Jarvis ASR uses an algorithm that detects the beginning and end of utterances. This algorithm is used to reset the ASR decoder state, and to trigger a call to the punctuator model. By default, the beginning of an utterance is flagged when 20% of the frames in a 300ms window have non-blank characters, and the end of an utterance is flagged when 98% of the frames in a 800ms window are blank characters. Users can tune those values for their particular use case by using the following jarvis-build command:

jarvis-build speech_recognition \
/servicemaker-dev/<jmir_filename>:<encryption_key> \
/servicemaker-dev/<ejrvs_filename>:<encryption_key> \
--acoustic_model_name=<acoustic_model_name> \
--vad.vad_start_history=300 \
--vad.vad_start_th=0.2 \
--vad.vad_stop_history=800 \
--vad.vad_stop_th=0.98

Additionally, it is possible to disable the beginning/end of utterance detection with the following code:

jarvis-build speech_recognition \
/servicemaker-dev/<jmir_filename>:<encryption_key> \
/servicemaker-dev/<ejrvs_filename>:<encryption_key> \
--acoustic_model_name=<acoustic_model_name>  \
--vad.vad_type=none

Note that in this case, the decoder state would only get reset once the full audio signal has been sent by the client. Similarly, the punctuator model would only get called once.

Mandarin¶

The default parameters values that can be provided to the jarvis-build command will give accurate transcripts for most use cases. However, for some languages like Mandarin, those parameters values must be tuned. When transcribing Mandarin, the recommended values are:

For streaming recognition

jarvis-build speech_recognition \
/servicemaker-dev/<jmir_filename>:<encryption_key> \
/servicemaker-dev/<ejrvs_filename>:<encryption_key> \
--acoustic_model_name=<acoustic_model_name> \
--chunk_size=1.6 \
--padding_size=3.2 \
--padding_factor=4  \
--vad.vad_stop_history=1600 \
--vad.vad_start_history=200 \
--vad.vad_start_th=0.1

For offline recognition

jarvis-build speech_recognition \
/servicemaker-dev/<jmir_filename>:<encryption_key> \
/servicemaker-dev/<ejrvs_filename>:<encryption_key> \
--acoustic_model_name=<acoustic_model_name> \
--padding_size=3.2 \
--padding_factor=2 \
--vad.vad_stop_history=1600 \
--vad.vad_start_history=200 \
--vad.vad_start_th=0.1

NLP¶

TODO

TTS¶

TODO

Jarvis-Deploy¶

The jarvis-deploy tool takes as input one or more Jarvis Model Intermediate Representation (JMIR) files and a target model repository directory. It is responsible for performing two functions:

Function 1: Generates a Triton ensemble, Triton configuration files, and writes them to the target model repository directory as necessary.

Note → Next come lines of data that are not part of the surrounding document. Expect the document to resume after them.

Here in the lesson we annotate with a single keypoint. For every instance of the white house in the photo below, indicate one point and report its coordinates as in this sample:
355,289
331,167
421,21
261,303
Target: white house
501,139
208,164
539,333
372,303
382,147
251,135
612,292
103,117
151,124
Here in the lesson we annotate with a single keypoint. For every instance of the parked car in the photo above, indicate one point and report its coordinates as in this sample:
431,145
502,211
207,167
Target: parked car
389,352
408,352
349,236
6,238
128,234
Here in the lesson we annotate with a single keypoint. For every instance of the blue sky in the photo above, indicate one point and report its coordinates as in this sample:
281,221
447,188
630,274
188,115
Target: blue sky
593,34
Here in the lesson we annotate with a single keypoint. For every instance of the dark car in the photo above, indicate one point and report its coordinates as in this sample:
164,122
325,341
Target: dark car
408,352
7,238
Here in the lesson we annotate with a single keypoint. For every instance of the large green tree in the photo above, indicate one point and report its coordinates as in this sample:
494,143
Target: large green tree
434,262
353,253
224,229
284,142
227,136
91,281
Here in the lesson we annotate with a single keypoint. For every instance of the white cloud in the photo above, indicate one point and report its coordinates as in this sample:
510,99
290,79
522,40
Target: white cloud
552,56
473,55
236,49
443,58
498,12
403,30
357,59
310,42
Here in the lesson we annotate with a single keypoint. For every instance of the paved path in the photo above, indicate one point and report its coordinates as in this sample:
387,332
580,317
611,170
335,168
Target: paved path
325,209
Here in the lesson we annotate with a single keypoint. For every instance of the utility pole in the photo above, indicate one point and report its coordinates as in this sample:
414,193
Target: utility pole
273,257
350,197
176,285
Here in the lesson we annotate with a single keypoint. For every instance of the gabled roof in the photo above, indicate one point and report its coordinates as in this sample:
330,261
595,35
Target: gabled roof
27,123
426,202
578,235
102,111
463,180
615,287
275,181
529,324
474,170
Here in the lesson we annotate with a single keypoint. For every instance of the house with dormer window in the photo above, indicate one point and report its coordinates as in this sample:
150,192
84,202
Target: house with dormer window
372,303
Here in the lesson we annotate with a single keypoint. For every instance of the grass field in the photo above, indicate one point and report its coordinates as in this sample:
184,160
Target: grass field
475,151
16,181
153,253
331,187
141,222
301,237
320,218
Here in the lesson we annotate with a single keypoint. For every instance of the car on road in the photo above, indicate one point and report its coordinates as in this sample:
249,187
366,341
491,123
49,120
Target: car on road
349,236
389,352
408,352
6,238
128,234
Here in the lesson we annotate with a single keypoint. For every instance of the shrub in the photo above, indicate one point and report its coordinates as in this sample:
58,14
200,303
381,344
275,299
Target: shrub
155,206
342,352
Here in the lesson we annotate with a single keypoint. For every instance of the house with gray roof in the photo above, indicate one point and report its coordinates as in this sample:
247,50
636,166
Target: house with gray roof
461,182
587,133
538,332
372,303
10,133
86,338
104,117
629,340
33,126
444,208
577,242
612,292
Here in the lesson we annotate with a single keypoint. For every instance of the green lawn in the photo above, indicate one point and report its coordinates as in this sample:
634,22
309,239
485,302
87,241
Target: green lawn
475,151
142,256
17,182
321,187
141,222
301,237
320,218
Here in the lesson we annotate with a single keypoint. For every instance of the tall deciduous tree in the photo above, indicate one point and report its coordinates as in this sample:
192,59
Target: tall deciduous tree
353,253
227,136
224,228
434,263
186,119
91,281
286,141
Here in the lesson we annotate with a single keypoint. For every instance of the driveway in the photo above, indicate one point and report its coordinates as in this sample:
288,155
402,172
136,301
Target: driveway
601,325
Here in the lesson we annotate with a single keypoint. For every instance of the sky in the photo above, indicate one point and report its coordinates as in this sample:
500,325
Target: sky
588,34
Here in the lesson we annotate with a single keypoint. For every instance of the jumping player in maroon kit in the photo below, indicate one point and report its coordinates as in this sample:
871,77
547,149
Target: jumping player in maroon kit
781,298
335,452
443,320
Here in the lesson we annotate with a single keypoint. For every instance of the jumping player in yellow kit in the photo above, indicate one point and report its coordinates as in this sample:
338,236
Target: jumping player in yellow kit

Function 2: Runs any commands (if specified) by the JMIR to perform the model conversion for TensorRT, and updates the configuration mapping for GPU compute capability to artifact.

The Jarvis model repository can be generated from the Jarvis .jmir file(s) with the following command:

jarvis-deploy /servicemaker-dev/<jmir_filename>:<encryption_key> /data/models

Direct NeMo to Jarvis ServiceMaker (no TLT):¶

Generate ONNX from your .nemo file using the convasr_to_enemo.py script.

python convasr_to_enemo.py --nemo_file=/NeMo/QuartzNet15x5Base-En.nemo --onnx_file=output/quartz.onnx  --enemo_file=/NeMo/quartznet_asr.enemo

Follow the Jarvis-Build documentation to use quartznet_asr.enemo instead of .ejrvs for the build phase.